Not chancing what might come out of my mouth if I open it, I simply nod.

She slowly exhales. “And no more appearing out of nowhere. Respect my privacy or fuck off. Permanently.”

Again I calmly nod, but my heart leaps with hope. She’s laying down terms, which means she’s still in.

“I don’t travel by plane. Ever. Anywhere. So if the job is in another country—”

“It’s in LA. We can drive. If we leave tonight, we can be there in—”

“Three or four days, give or take,” she says flatly. “I know. I’ve made the trip before. Only not with someone I detested, so I imagine it’ll seem like much longer.”

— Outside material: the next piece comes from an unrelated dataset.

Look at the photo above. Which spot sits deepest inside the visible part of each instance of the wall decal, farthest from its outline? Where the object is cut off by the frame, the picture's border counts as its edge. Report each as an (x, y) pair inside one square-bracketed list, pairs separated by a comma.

If a man could be murdered by a look alone, I’d already be dead. I decide to take a gamble and go out on a limb. “It won’t happen again. I’m sorry.”

“Yes,” she replies. “You really are.”

Ouch.

“Give me the contract.”

Earlier I’d left the job contract, along with my standard, ironclad nondisclosure agreement, beneath the laptop on the counter. I retrieve the paperwork and hand it to Tabby. She flips through it, quickly scanning the pages, her mouth tight, her face pale. When she gets to the end, she finds a pen in a drawer, scratches her name on the signature line, and thrusts the contract back into my hands.

“I’ll tell Miranda to wire payment into your—”

“I already told you,” Tabby grinds out through clenched teeth, “I don’t need the money. In this case, I don’t want it.” Her eyes meet mine, and in them I see entire cities burning to the ground. “And no more questions about Søren.”

I keep my voice carefully measured to hide the unease I feel hearing her say that. “I need to know whatever you know about him. It’s critical information that could have a major impact on the success or failure of the job.”

“There’s a ninety-nine percent probability the job will fail, no matter what you know.”

Her lack of confidence is surprisingly painful. “You don’t even know what it is yet.”

Tabby stares at me, her chest rising and falling in irregular bursts. I feel the tension in her, the weight of it in her body, how much effort it takes to stand motionless when everything inside her is pure violence. I recognize it because it’s something I’ve felt myself countless times, on countless missions. Gun in hand, crouched low against a wall in the dark, counting my breaths as I lie in wait for an enemy.

Whatever happened between the two of them, she carries it with her like the lone survivor of a battle, standing in the middle of a field gory with bodies and blood.

She says, “The only thing you need to know about Søren Killgaard is that he’s more clever than the devil, and not nearly as nice. If you show any weakness, he’ll exploit it. Whatever you think his endgame is, you’ll be wrong. He’ll always be five moves ahead of you, no matter how well you plan, and there’s only one way you’ll ever catch him.”

“Which is?”

Tabby smiles. The cold pragmatism in it sends a chill down my spine.

“By using me as bait.”

Six

Connor

We leave for LA at midnight. And for the next nineteen hours, Tabby doesn’t speak to me.